M. et Mme [X] invoquent également un constat dressé par Me [L], huissier de justice, le 21 octobre 2019, à la demande des appelants.
Le caractère contradictoire de ce constat n’est pas établi dès lors qu’il est mentionné en début d’acte que « M. [M] [H] de la société [I] et M. [Y] [S] de la société [I] (arrivés quelques minutes après le début du constat) », alors qu’une seconde mention en page 23 de l’acte indique leur arrivée, le constat comprenant 68 pages au total, et une mention en toute fin d’acte précisant « M. [G] [I] est arrivé en fin de constatations ». Aucune heure précise d’arrivée des représentants de la société [I] constructions ne figure dans cet acte, dont l’heure de fin n’est pas davantage mentionnée. En outre, il ne ressort pas de ce constat que les observations des entreprises présentes et notamment de la société [I] constructions aient été sollicitées par l’huissier.
Etaient également présents des représentants d’autres intervenants à l’opération de réhabilitation, notamment les représentants d’une société de parqueterie, d’une société de peinture et d’une société de plomberie, de sorte que les éléments relevés ne concernent pas uniquement la société intimée.
L’huissier a relevé l’état de la maison d’habitation de M. et Mme [X] sans que ce constat ne puisse établir les opérations confiées à la société [I] constructions ni, élément plus important, l’existence de désordres graves, liés à une inexécution contractuelle imputable à la société [I] constructions, telles qu’elle justifierait un refus de paiement d’une somme correspondant à plus de 60 % du marché de travaux.
En effet, les éléments relevés par l’huissier ne sont pas précis, concernent des défauts d’ordre esthétique ou de finitions tels que des défauts minimes de planéité ou de raccords, et ne procèdent pas d’une évaluation technique des travaux réalisés qui excèderait en tout état de cause la compétence de l’huissier.
S’agissant enfin de la pièce n°5 produite par M. et Mme [X], il s’agit d’un document établi par le cabinet d’architecture Pollux qui se borne à surligner, dans les devis établis par la société [I] constructions, les travaux « non réalisés », « réalisés mais à reprendre en grande partie », sans aucun élément complémentaire permettant d’analyser l’exécution par l’intimée des obligations mises à sa charge.

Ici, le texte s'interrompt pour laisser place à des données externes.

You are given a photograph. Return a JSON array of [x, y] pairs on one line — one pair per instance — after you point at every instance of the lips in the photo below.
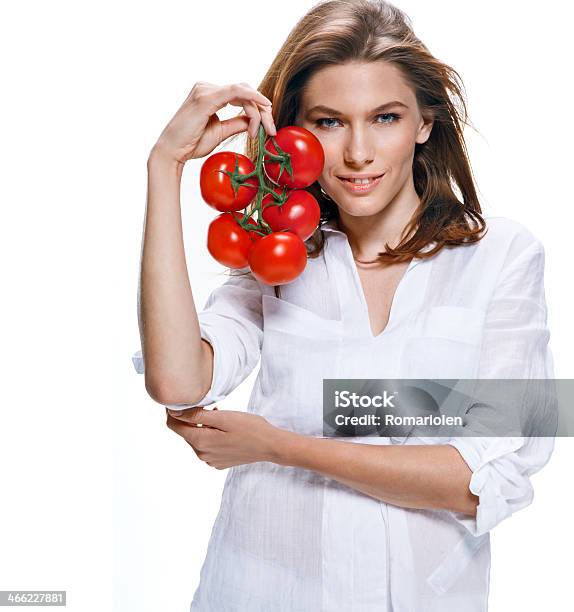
[[365, 185], [360, 180]]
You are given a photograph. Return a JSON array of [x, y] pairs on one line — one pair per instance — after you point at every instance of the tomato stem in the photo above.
[[263, 189]]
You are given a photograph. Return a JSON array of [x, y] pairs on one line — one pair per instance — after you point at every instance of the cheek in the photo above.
[[333, 154]]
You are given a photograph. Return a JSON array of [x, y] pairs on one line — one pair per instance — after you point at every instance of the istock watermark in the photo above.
[[448, 407]]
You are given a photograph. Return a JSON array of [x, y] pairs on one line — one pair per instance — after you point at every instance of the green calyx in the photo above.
[[237, 179]]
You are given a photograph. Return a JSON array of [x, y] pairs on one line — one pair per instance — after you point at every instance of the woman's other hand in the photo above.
[[226, 437], [195, 129]]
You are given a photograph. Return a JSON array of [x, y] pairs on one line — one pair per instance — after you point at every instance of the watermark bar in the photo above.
[[448, 407], [32, 598]]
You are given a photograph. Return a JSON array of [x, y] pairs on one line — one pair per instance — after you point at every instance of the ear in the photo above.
[[424, 129]]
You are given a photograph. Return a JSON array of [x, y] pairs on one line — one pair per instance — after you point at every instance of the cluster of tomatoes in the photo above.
[[272, 244]]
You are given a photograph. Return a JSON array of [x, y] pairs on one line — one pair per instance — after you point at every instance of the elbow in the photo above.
[[165, 394]]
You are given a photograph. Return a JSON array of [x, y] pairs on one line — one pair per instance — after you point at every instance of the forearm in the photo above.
[[412, 476], [175, 357]]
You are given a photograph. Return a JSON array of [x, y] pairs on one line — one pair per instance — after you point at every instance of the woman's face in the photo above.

Dans ces conditions, comme l’a relevé le premier juge, M. et Mme [X] échouent à rapporter la preuve de l’exception d’inexécution qu’ils invoquent, de sorte que le jugement entrepris sera confirmé en ce qu’il les a condamnés in solidum au paiement de la somme restant due à la société [I] constructions avec capitalisation des intérêts.
Sur les demandes accessoires
Le jugement entrepris sera également confirmé de ce chef.

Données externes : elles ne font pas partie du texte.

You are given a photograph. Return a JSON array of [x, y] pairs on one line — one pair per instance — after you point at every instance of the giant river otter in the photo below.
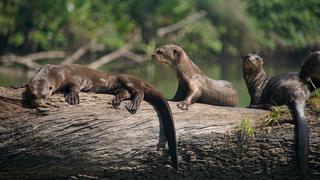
[[194, 86], [72, 79], [289, 89]]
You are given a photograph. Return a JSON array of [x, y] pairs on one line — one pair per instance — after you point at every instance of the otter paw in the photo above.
[[183, 105], [132, 107], [72, 98], [116, 102]]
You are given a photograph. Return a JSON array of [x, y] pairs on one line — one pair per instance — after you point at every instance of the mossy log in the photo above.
[[93, 140]]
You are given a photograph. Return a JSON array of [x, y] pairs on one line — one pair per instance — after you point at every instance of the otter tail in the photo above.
[[302, 135], [166, 122], [18, 85]]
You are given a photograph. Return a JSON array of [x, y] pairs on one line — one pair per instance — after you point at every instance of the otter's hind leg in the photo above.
[[121, 95], [72, 95], [192, 97]]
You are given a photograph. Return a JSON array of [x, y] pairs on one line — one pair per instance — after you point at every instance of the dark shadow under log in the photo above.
[[95, 140]]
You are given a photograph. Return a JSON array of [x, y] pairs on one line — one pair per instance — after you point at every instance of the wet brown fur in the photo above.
[[72, 79], [194, 86], [286, 89]]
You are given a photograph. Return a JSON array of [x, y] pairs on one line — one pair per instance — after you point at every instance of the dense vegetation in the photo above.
[[229, 28]]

M. et Mme [X] seront condamnés in solidum aux dépens de la procédure d’appel ainsi qu’à payer à la société [I] constructions la somme de 2 000 euros au titre des frais irrépétibles exposés à hauteur d’appel.
La demande de M. et Mme [X] au titre de l’article 700 du code de procédure civile doit être rejeté.
PAR CES MOTIFS,
La cour,
Confirme le jugement rendu par le tribunal judiciaire de Lille le 25 juillet 2023 ;
Y ajoutant,
Condamne in solidum M. [J] [X] et Mme [U] [E] épouse [X] aux dépens de la procédure d’appel ;
Condamne in solidum M. [J] [X] et Mme [U] [E] épouse [X] à payer à la SAS [I] constructions la somme de 2 000 euros au titre de l’article700 du code de procédure civile ;
Déboute M. [J] [X] et Mme [U] [E] épouse [X] de leur demande au titre de l’article 700 du code de procédure civile.